I work in a public high school and, while our kids for the most part aren't terrible, a large number of them do have behavioral problems. Since I'm not a certified teacher, I don't normally have my own classes. This semester, however, I was assigned two non- teaching classes that are mine.

My first class is large but very well behave. My second class is small and . . . well . . . not so very well behave. At times, some of the students can be very difficult and very trying. As a result, I enjoy my first class but don't enjoy my second class as much. At times, I can get very annoyed with them.

Lately, I've been focusing a lot on learning about Father's love. I'm learning that his love for me is not determined by my behavior. He doesn't love me when I'm good and then withhold his love when I'm bad. His love for me never changes. It's a constant that I can always count on.

Because of the differences in my classes' behavior, I was tending to treat them differently. Our educational system is part of the world system and, for the sake of order and safety, rules must be enforced. Whenever necessary, I have to deal with discipline problems but what I'm learning is that true love is not affected by poor behavior. Father is showing me this truth in a small, very practical way.

If there is anything teenagers love more than getting in trouble, it's food . . . especially free food. A couple of weeks ago, I bought some lollipops and gave them to my first class but hesitated about giving them to my second class. This week, I bought some chocolate candy and gave a piece to each of my students in my first class but decided I wasn't going to give any to my other class. After all, I didn't want to reward their poor behavior. Father, however, wouldn't let me get away with that. He gently showed me that love covers a multitude of sins. (1 Peter 4:8) He is love and he doesn't reward those who behave well and withhold his love from those who don't behave as well.

Following his example, I decided to give to each class equally. Instead of rewarding good behavior, I chose to give because I love and that change in attitude has made a major difference in me. Will this affect how those students behave? I don't know but probably not so I'm giving freely with no expectations. I'm not trying to manipulate their behavior through a reward system. I'm just learning how to love with no strings attached.

I'm my Father's daughter and he loves me unconditionally. Therefore, his love is compelling me to also love others unconditionally. I don't have to withhold love because he doesn't withhold his love from me. I'm free to love with no expectations. This is an exciting way to live because giving up expectations frees us from the bondage of disappointment.

This is still a new way for me to live and I'm really just in the kindergarten stage of this lesson.
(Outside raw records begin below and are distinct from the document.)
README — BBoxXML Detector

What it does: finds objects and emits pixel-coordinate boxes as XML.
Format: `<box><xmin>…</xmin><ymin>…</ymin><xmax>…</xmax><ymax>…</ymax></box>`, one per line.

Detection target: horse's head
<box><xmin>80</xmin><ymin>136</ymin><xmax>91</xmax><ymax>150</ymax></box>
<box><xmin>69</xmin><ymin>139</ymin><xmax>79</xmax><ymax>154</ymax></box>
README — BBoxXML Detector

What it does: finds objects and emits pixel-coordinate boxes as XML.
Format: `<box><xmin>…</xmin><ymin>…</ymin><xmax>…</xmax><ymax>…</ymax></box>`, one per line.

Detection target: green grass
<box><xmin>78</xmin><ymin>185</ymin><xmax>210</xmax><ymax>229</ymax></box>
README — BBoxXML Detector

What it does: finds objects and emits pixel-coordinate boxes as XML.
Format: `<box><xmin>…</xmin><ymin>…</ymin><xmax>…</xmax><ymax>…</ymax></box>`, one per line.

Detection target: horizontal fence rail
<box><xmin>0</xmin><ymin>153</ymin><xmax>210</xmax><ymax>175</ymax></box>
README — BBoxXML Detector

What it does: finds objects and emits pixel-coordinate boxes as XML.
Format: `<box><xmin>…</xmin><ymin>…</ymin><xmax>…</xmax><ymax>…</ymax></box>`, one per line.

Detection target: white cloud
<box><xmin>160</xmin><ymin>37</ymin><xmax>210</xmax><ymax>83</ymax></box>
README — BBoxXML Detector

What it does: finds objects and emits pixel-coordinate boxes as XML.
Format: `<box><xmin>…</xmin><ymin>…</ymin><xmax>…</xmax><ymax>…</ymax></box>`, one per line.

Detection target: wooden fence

However, I do know that Father has begun a work in me that he intends to complete. As I grow in understanding that he freely gives his love, I'm now free to to go and do the same.

4 comments:

Nicole said...

Aida!

wonderful learning example of Father's love and affection! That is something I am trying to grasp as well! He see's every single person through those loving comassionate eyes of his and I know that through those eyes he can see that each and every one of us has a heart that can produce that kind of love as well! If we have the capability to understand what real love is, than we can also live like he lives and loves and he loves! Beautiful things that are producing in you Aida!

I love you

Love, Nicki!

Aida said...

Hi Nicki,

I love it when I see Father's life being displayed in me through the every day situations of life since that's where it counts. It really is very freeing to just love without any strings attached. It frees us from the burden of trying to determine who has done enough to earn our love.

True thankfulness goes beyond the words, "Thank you, Jesus." True thankfulness results in us freely giving the love that we have receive.

I'm glad you're back. I've missed you.

Love,
Aida

Bino Manjasseril said...

Aida,
Good to know that Father is doing some little (but important) things through your life!
It is not really the extend of the impact we make in this world, or the measure/size of our actions are so important, but the genuineness of our heart. Even if it touches one person, it matters! I too am newly learning this in my own life.

Aida said...

Thanks, Bino.

I believe our life in Christ is often made up of the little every day acts of love that we do. That's what Father is wanting. He desires us to just love even if no one else recognizes it but him.

You're right. It's the genuineness of our heart that matters. I'm reminded of your blog about the "Fragility of life." We need to learn to shift our focus from the things that don't really matter and instead focus our attention on the things that do, which is loving Father and the people he sends our way.